Skip to content

AI-Powered Web Extraction

This example demonstrates how to create intelligent web extraction workflows that combine browser extension nodes with AI models to extract, process, and structure data from websites automatically.

Traditional web extraction relies on fixed selectors and patterns. AI-powered extraction uses machine learning to intelligently identify and extract relevant information, making it more robust and adaptable to different website structures.

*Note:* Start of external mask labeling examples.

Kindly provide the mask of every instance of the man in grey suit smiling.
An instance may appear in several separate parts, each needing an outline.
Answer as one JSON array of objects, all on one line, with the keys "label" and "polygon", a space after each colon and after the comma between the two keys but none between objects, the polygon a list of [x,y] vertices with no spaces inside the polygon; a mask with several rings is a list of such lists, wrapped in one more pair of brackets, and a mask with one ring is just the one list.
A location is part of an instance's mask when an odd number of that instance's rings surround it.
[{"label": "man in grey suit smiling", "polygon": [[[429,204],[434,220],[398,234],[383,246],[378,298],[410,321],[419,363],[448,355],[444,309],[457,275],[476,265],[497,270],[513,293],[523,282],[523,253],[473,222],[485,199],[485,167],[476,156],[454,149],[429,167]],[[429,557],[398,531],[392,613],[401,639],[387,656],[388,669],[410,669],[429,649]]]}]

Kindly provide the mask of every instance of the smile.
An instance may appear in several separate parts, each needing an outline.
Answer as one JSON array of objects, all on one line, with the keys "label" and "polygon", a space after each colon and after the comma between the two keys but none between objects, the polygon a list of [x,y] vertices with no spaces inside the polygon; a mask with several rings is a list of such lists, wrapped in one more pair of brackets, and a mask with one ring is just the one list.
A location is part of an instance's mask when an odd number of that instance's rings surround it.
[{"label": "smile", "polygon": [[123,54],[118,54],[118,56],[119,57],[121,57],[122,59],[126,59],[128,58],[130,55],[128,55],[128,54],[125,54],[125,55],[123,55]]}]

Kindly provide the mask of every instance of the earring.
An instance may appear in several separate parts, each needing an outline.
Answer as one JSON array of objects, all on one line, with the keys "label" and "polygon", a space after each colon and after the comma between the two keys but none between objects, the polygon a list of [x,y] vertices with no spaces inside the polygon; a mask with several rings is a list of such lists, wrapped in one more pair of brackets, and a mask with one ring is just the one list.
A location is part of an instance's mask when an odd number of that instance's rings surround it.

  • GetAllLinks Node: Discovers all links on a page for navigation
  • GetAllHTML Node: Captures page structure for AI analysis
  • GetAllImages Node: Collects images for visual content analysis
  • Agent Node: Uses AI to identify relevant content patterns
  • Structured Output Parser: Converts unstructured content to structured data
  • Text Classifier: Categorizes extracted content automatically
  • Vector Store: Stores extracted data with semantic search capabilities
  • Memory: Maintains context across multiple pages
  • Workflow Tool: Chains multiple extraction steps together
// Workflow: Intelligent Product Data Extraction
// 1. Analyze page structure with AI
const pageAnalysis = await Agent.execute({
input: await GetAllHTML.execute(),
tools: [ThinkTool],
prompt: `Analyze this e-commerce page and identify:
- Product name and description
- Price information
- Product images
- Specifications or features
- Customer reviews section`
});
// 2. Extract structured product data
const productData = await StructuredOutputParser.execute({
input: pageAnalysis,
schema: {
name: "string",
price: "number",
description: "string",
features: "array",
images: "array",
rating: "number"
}
});
// 3. Store in vector database for similarity search
await VectorStore.execute({
documents: [{
content: JSON.stringify(productData),
metadata: {
url: currentPage.url,
category: "product",
timestamp: Date.now()
}
}]
});

Intelligently navigate through paginated content:

// AI-guided pagination
const navigationStrategy = await Agent.execute({
input: await GetAllLinks.execute(),
tools: [ThinkTool, CalculatorTool],
prompt: "Identify pagination links and determine the best navigation strategy"
});
// Execute navigation based on AI recommendations
for (const page of navigationStrategy.pages) {
await navigateToPage(page.url);
const content = await extractPageContent();
await storeContent(content);
}

Handle JavaScript-rendered content and dynamic elements:

// Wait for dynamic content to load
await WaitNode.execute({ seconds: 3 });
// Re-analyze after content loads
const dynamicContent = await Agent.execute({
input: await GetAllHTML.execute(),
prompt: "Extract data from dynamically loaded content sections"
});

Automatically categorize scraped content:

// Classify content type
const contentType = await TextClassifier.execute({
input: extractedContent,
categories: ["product", "article", "review", "specification", "pricing"]
});
// Route to appropriate processing workflow
switch (contentType.category) {
case "product":
await processProductData(extractedContent);
break;
case "article":
await processArticleContent(extractedContent);
break;
// ... other cases
}
  • Competitor Analysis: Extract pricing, features, and product information
  • Trend Monitoring: Track content changes and new product launches
  • Review Analysis: Collect and analyze customer feedback across platforms
  • News Monitoring: Collect articles from multiple sources on specific topics
  • Research Data: Gather academic papers, reports, and documentation
  • Social Media: Extract posts, comments, and engagement metrics
  • Contact Information: Extract business contact details from directories
  • Company Profiles: Gather company information from various sources
  • Event Data: Collect information about conferences, meetups, and events

Handle varying website structures gracefully:

// Fallback extraction strategy
try {
const primaryData = await extractWithPrimaryMethod();
} catch (error) {
console.log("Primary extraction failed, trying AI-based fallback");
const fallbackData = await Agent.execute({
input: await GetAllHTML.execute(),
prompt: "Extract relevant data using alternative patterns"
});
}

Implement respectful extraction practices:

// Intelligent delay between requests
const delay = await Agent.execute({
input: `Previous request took ${lastRequestTime}ms`,
prompt: "Calculate appropriate delay for next request to be respectful"
});
await WaitNode.execute({ seconds: delay.seconds });

Use AI to validate extracted data quality:

// Validate extracted data
const validation = await Agent.execute({
input: extractedData,
prompt: `Validate this extracted data for:
- Completeness (are all expected fields present?)
- Accuracy (do the values make sense?)
- Consistency (are related fields consistent?)
Return validation score and issues found.`
});
if (validation.score < 0.8) {
// Re-extract with different strategy
await retryExtraction();
}

Identify and handle duplicate content:

// Check for duplicates using vector similarity
const similarContent = await VectorStore.execute({
query: extractedData.content,
topK: 5,
threshold: 0.9
});
if (similarContent.length > 0) {
console.log("Similar content found, skipping or merging");
}

This AI-powered approach to web extraction provides more robust, adaptable, and intelligent data extraction capabilities compared to traditional methods.